Randall Hopper aa8vb at vislab.epa.gov
Tue Apr 6 11:19:50 EDT 1999


Darrell:
 |> I'm also interested in what wrapping options folks like best.
 |> Roll-your-own, SWIG, Modulator, BGEN?  (Do others not listed exist for
 |UNIX?)
 |
 |These are the only options I've found. I just started playing with Modulator
 |and it will very much simplify a Roll-your-own approach. BGEN is my next
 |option to try.
 |
 |I believe that BGEN is the only one that tries to parse .h files, which
 |sounds like what you want.
 |I'll let you know how it goes.

Thanks.  I'd appreciate that.

BTW, SWIG parses header files as well.  Of the 3, it is the only one I've
used, and I haven't spent a lot of time with it yet.

     It does a good bit, and it supports generating a Python "shadow class"
for structures it encounters which can be convenient.  Also, once you get
the .i file cooked, ideally you can generate wrappers for Python, Perl,
Tcl, and others coming down the pike no more modificiation.

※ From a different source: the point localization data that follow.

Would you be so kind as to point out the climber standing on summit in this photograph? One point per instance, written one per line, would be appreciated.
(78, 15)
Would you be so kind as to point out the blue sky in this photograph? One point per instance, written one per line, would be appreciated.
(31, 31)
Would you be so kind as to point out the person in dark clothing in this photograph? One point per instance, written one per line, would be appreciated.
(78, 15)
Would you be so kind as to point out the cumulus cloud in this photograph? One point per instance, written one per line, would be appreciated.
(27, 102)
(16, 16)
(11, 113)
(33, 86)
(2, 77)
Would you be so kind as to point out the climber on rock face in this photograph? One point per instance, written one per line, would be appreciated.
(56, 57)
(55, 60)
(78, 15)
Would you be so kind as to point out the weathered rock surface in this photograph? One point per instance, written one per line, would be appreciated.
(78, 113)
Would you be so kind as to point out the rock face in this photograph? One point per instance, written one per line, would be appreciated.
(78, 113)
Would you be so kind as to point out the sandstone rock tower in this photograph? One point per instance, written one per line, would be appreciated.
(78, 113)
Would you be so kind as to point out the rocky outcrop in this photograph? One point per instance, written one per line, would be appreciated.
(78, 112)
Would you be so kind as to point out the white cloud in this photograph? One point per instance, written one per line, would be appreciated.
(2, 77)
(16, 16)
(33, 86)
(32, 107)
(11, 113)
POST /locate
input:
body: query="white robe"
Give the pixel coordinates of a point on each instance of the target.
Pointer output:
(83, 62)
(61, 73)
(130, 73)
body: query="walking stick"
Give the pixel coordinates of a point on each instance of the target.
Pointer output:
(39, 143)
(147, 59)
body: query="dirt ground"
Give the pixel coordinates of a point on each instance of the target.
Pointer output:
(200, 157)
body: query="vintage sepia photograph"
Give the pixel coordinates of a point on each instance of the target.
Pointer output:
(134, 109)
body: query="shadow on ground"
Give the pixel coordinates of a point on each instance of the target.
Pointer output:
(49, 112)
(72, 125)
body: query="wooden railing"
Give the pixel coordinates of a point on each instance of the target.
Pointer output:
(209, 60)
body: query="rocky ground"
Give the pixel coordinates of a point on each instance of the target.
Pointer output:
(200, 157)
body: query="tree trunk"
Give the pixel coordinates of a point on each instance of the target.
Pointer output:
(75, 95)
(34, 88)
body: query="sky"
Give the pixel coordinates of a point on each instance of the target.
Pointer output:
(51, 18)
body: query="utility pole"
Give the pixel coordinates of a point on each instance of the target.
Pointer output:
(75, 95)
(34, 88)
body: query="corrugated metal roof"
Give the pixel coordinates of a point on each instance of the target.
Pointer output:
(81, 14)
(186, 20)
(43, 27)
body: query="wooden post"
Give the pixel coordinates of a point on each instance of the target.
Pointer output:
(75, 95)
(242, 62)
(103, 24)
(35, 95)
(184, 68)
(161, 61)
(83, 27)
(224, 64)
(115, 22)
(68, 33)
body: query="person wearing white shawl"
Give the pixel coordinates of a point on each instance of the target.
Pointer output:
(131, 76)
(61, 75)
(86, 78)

     Of the 2 small C libraries I've wrapped for Python thus far, I had to
augment it's default behavior in a couple ways by customizing the
SWIG configuration (.i) file for the libraries:

  1) For struct parameters, explicitly define wrapper "constructor" and
     "destructor" methods for the struct.  These are exposed as new
     functions that are named new_<struct> and delete_<struct>.
        
  2) Define access routines in the wrapper for struct members.
     (These communicate errors to exception wrappers using an ad-hoc
     wrapper-module-scope variable.)

  3) Define a number of exception wrappers to turn C function errors
     and even wrapper function errors into script language exceptions.

     (Unfortunately, new functions defined in the wrapper can't throw their
     own exceptions.  They have to communicate these out-of-line to
     exception wrappers which then trigger the scripting language
     exceptions.)

  4) Define which function parameter names are output parameters.

  5) Double wrap functions which return values in arguments and 
     success/failure in the return value, so I can get a tuple in Python.
     
     E.g.:   %apply float *OUTPUT { float *x, float *y };
             int GetPoint( struct S *s, int *x, int *y )

     By default this returns a 3-tuple.  We don't care about the function
     return value in Python (it's translated into an exception by the
     exception wrapper) so we must double-wrap to toss it.

It works.  However, there is enough non-trivial wrapper code (123 lines for
one of these libraries; a maintenance issue) that I thought it'd be
worthwhile to survey what other options are out there.